CTAB-GAN: Effective Table Data Synthesizing

While data sharing is crucial for knowledge development, privacy concerns and strict regulation (e.g., European General Data Protection Regulation (GDPR)) unfortunately limit its full effectiveness. Synthetic tabular data emerges as an alternative to enable data sharing while fulfilling regulatory and privacy constraints. The state-of-the-art tabular data synthesizers draw methodologies from generative Adversarial Networks (GAN) and address two main data types in the industry, i.e., continuous and categorical. In this paper, we develop CTAB-GAN, a novel conditional table GAN architecture that can effectively model diverse data types, including a mix of continuous and categorical variables.
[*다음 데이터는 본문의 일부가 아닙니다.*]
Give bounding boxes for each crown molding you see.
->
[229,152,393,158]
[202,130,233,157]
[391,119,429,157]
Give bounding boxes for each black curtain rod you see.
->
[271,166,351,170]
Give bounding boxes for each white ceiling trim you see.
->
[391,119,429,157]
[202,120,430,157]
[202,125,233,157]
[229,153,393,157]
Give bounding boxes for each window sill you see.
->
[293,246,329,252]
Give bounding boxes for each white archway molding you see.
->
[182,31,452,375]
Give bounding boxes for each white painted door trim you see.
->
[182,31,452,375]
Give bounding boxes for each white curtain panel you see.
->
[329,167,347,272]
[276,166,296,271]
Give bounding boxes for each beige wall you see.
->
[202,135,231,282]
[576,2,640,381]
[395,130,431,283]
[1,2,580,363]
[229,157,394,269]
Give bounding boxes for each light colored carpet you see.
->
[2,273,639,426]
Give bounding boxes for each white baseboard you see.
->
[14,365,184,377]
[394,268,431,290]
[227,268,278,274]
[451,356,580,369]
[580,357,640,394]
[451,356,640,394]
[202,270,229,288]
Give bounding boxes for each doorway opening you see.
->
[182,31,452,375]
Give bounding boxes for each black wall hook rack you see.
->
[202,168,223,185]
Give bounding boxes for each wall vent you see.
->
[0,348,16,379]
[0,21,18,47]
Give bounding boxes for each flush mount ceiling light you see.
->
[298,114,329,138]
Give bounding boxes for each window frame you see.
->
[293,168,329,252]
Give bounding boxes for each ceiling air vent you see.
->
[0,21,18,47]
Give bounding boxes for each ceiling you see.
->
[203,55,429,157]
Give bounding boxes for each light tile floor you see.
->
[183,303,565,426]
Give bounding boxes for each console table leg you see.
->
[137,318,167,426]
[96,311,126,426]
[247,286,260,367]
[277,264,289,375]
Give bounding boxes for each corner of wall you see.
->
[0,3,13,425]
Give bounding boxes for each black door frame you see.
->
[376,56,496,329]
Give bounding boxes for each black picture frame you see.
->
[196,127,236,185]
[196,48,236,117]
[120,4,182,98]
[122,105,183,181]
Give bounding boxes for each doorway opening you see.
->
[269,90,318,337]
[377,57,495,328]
Moreover, we address data imbalance and long-tail issues, i.e., certain variables have drastic frequency differences across large values. To achieve those aims, we first introduce the information loss and classification loss to the conditional GAN. Secondly, we design a novel conditional vector, which efficiently encodes the mixed data type and skewed distribution of data variable. We extensively evaluate CTAB-GAN with the state of the art GANs that generate synthetic tables, in terms of data similarity and analysis utility. The results on five datasets show that the synthetic data of CTAB-GAN remarkably resembles the real data for all three types of variables and results into higher accuracy for five machine learning algorithms, by up to 17%.

arXiv.orgZilong Zhao

논문 저자의 코드는 아래의 Github 링크에서 찾을 수 있다.

0. Abstract

Data sharing이 knowledge development에 중요한데도 불구하고, privacy concern이나 strict regulation으로 인해 full effectiveness가 제한받는 상황이다.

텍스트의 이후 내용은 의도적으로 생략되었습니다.